What The Hell Are We Doing?

Two scenes from the inside of something that shouldn't work this well

3 min read

It’s 2 AM and I’m standing behind a pair of CDJs in a dark room full of strangers who aren’t strangers anymore.

The track I’m playing has been building for ninety seconds. The room knows it. I know it. There’s a moment — you can feel it if you’ve been behind the decks — where the floor locks in. Not everyone, not all at once. But enough. A critical mass of bodies moving in the same temporal frame, breathing the same arc of tension.

I drop the next track. Not on the one — slightly ahead of it, pulling the room forward. The bass comes back and two hundred people exhale through their feet. Nobody told them to do that. Nobody choreographed it. Nobody decided it. It just… happened. Except it didn’t just happen. I made a hundred micro-decisions to create the conditions for that moment, and the room made a thousand micro-adjustments to meet me there.

What the hell are we doing?


Three weeks later I’m sitting at the foot of a berimbau in a capoeira roda, playing the gunga — the lead instrument. Two players are in the circle, and the game has gone sideways. One player is too aggressive, not reading their partner. The energy is wrong.

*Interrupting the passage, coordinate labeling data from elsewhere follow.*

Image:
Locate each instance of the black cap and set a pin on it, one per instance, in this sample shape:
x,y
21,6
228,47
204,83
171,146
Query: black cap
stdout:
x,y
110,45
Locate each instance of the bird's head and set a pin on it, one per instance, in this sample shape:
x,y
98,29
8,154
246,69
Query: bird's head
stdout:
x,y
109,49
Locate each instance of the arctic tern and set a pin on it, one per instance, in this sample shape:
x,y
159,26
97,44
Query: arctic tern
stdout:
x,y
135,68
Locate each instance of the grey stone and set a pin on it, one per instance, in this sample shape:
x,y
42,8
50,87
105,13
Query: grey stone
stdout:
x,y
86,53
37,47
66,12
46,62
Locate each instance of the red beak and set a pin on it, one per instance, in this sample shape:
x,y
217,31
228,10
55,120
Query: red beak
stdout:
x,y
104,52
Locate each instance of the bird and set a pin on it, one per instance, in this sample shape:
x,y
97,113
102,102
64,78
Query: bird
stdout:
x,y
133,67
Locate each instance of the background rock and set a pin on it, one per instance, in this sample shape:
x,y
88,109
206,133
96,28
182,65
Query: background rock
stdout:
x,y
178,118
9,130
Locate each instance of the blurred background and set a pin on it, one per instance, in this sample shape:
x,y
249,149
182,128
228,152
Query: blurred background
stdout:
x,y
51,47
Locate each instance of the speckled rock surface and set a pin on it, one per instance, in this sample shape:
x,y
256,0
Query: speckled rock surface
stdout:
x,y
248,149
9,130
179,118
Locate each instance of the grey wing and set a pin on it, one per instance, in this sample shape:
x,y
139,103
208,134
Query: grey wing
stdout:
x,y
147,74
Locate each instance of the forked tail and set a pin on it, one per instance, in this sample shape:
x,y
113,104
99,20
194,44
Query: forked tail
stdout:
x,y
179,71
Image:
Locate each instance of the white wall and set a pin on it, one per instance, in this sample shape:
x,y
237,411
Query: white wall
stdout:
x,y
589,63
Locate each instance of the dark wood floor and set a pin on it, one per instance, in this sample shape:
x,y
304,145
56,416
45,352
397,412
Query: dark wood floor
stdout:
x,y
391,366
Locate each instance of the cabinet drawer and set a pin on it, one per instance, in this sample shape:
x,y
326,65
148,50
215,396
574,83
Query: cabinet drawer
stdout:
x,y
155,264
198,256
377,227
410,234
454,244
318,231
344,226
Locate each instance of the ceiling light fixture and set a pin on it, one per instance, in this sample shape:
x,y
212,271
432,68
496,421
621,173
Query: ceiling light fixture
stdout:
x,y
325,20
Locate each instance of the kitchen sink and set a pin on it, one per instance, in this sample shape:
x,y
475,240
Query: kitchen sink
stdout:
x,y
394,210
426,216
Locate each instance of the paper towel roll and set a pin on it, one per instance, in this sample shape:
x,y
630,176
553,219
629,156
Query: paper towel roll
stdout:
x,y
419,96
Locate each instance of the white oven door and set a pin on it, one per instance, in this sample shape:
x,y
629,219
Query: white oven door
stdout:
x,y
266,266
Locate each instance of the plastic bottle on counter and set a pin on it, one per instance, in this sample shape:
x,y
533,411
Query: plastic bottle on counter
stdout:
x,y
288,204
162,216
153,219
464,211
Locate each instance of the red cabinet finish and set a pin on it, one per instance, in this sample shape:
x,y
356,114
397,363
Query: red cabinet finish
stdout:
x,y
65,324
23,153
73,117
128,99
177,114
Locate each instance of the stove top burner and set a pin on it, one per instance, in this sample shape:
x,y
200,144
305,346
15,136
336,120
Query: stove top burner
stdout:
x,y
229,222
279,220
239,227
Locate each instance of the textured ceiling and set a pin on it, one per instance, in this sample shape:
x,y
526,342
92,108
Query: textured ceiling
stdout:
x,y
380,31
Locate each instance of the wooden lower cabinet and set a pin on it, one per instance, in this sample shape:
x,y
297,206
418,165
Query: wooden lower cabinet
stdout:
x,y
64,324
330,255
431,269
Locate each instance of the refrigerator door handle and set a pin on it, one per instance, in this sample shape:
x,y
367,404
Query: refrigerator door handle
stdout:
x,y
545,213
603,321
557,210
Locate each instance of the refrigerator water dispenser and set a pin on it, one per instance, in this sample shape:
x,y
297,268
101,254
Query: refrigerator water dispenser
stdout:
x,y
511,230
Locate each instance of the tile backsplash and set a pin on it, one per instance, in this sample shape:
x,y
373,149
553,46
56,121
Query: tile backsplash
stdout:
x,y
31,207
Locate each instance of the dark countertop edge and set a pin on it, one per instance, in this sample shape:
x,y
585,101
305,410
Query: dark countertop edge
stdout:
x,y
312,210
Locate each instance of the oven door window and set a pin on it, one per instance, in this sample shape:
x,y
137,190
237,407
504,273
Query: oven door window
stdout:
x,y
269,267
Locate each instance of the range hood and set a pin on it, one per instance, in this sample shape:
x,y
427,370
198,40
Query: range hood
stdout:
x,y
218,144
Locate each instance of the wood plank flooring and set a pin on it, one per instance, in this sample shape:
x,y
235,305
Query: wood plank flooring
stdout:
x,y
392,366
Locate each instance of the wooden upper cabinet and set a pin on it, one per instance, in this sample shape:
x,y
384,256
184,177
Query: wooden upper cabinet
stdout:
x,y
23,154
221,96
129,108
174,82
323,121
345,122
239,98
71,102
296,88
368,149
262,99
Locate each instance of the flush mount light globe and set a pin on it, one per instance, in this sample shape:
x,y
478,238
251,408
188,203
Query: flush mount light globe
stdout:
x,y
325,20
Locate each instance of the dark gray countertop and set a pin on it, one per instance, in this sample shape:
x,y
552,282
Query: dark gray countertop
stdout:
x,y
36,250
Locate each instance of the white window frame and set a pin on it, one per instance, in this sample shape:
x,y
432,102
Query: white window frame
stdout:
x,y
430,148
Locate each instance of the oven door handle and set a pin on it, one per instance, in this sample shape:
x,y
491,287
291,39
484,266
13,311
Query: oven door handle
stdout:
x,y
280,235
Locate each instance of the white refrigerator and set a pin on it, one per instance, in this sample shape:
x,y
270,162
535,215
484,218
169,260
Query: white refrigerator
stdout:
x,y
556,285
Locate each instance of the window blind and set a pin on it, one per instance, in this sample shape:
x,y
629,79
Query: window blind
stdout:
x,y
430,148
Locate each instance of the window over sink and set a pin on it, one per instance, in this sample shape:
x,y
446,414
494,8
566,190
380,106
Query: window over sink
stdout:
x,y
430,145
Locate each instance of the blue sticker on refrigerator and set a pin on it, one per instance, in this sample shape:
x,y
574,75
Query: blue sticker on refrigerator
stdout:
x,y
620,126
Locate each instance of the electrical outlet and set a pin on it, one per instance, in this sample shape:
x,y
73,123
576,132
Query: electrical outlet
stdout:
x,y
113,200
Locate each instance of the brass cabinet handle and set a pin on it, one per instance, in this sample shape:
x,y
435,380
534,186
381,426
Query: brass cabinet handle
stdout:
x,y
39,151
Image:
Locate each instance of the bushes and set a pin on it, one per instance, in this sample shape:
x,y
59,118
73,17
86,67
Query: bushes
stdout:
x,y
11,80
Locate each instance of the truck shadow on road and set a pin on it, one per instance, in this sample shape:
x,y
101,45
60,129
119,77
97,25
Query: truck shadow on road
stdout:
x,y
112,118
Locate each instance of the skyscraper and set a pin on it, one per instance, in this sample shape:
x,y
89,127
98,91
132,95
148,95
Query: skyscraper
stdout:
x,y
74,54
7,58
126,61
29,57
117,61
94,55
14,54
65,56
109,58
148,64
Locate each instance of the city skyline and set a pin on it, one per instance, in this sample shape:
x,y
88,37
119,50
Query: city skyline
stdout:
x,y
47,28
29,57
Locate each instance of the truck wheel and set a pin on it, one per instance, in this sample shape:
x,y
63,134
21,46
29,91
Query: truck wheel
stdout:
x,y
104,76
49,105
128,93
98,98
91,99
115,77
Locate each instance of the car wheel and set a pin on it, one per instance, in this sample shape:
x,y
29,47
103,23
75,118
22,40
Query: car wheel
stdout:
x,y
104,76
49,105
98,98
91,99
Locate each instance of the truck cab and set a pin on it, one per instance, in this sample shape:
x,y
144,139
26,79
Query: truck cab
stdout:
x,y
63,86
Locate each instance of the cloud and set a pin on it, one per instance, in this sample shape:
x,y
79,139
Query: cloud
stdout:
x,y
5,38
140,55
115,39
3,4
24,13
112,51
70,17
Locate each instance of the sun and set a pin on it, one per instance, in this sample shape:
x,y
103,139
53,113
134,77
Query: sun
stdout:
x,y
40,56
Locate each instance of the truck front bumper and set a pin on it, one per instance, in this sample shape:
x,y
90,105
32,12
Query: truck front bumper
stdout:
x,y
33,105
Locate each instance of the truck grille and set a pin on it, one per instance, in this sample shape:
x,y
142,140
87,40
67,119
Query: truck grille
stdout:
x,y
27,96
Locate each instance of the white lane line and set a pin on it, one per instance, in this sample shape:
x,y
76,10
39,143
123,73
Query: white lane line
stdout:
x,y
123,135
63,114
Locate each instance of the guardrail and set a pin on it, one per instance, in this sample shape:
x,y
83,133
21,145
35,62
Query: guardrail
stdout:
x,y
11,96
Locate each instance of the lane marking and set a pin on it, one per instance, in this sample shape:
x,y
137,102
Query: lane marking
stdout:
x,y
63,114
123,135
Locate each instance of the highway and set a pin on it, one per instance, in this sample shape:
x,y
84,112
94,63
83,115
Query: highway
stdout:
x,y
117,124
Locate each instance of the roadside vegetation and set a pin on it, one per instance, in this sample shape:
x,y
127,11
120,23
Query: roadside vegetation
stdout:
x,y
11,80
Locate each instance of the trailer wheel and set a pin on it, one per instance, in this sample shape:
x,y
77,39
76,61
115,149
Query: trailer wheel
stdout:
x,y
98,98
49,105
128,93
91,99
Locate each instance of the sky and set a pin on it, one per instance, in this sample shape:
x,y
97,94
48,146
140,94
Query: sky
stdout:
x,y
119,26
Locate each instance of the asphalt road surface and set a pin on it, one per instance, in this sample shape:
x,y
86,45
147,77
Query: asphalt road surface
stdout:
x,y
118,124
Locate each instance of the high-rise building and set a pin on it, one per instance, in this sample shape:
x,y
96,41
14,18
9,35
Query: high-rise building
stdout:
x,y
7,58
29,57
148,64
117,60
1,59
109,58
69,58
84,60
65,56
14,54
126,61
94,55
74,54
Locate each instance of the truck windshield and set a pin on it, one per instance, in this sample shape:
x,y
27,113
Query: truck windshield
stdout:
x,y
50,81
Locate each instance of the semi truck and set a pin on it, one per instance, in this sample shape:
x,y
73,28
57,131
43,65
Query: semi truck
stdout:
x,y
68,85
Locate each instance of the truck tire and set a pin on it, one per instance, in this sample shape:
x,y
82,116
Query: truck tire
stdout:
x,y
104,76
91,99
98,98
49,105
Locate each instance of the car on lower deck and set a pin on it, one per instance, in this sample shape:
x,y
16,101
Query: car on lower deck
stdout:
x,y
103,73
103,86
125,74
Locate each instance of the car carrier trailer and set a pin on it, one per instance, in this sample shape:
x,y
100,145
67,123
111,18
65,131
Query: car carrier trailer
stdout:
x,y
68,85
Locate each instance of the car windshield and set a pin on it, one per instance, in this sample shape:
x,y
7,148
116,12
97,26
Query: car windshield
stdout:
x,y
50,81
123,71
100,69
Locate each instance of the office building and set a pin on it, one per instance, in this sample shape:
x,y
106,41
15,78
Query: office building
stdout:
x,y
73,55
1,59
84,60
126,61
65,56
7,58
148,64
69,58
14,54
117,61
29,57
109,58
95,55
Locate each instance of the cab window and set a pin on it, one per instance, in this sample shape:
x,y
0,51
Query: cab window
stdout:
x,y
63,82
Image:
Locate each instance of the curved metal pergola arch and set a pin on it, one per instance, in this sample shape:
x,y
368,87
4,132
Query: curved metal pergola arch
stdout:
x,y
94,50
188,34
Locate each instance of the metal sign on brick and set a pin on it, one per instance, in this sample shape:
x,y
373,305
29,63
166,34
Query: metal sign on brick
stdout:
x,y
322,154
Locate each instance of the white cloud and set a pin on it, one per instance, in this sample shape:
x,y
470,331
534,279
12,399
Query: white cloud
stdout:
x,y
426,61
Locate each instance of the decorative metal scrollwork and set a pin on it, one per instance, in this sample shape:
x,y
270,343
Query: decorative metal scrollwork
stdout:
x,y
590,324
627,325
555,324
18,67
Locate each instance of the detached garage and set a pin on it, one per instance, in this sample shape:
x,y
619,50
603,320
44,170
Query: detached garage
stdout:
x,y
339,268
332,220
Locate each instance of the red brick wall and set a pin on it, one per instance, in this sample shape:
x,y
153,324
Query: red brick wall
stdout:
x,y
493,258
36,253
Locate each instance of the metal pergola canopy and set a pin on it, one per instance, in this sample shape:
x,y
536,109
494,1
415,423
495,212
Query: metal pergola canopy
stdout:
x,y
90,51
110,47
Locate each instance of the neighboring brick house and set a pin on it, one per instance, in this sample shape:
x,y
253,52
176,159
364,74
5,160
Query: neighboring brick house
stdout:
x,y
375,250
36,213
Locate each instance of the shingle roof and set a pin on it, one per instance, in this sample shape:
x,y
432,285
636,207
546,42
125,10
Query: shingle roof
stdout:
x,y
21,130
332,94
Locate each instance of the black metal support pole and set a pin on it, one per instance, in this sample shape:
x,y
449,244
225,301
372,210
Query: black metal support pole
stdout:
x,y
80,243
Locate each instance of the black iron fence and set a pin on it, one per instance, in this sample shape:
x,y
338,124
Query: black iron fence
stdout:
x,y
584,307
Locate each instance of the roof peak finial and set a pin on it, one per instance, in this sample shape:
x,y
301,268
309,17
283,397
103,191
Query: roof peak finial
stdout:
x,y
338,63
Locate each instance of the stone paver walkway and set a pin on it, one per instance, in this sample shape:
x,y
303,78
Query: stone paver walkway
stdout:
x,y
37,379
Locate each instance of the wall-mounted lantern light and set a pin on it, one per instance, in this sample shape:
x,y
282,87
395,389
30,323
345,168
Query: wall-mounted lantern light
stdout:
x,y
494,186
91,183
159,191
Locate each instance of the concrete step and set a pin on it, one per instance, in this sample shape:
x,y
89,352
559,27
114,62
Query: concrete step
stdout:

I don’t say anything. I shift the rhythm. Slow the tempo slightly, change the toque. The singing adjusts. The clapping adjusts. The players adjust — they have to, the music won’t let them continue at the old pace. Within thirty seconds the game transforms. Not because anyone gave an order. Because the music restructured the space of possibility.

I’m holding a single-string instrument made from a stick and a gourd, and I just governed a social interaction with it.

What the hell are we doing?


You’ve felt this too. Maybe not behind turntables or holding a berimbau. Maybe at a concert when the whole room locked into something. Maybe at a wedding when the right song hit and everyone moved. Maybe at a funeral when the singing held you together when nothing else could.

These moments aren’t rare. They’re not mystical. They happen whenever humans make music together — or move together inside music someone else is making. They’ve been happening for as long as we’ve been human.

And yet we have almost no language for what’s actually going on.

We call it “vibes.” We call it “energy.” We call it “being in the zone” or “the groove” or “the spirit.” We know it when we feel it. We can’t explain it when we don’t. The experience is universal; the understanding is almost nonexistent.

This book is an attempt to take that experience seriously. Not to explain it away — not to reduce it to neuroscience or anthropology or music theory — but to look at it as a capacity. Something humans can do. Something some traditions have gotten extraordinarily good at cultivating. Something our contemporary world has almost entirely forgotten how to value.

The question isn’t “what is music for?” — as though music were a tool waiting for a purpose. The question is: what are we doing when we make music together, and what does it tell us about what humans are?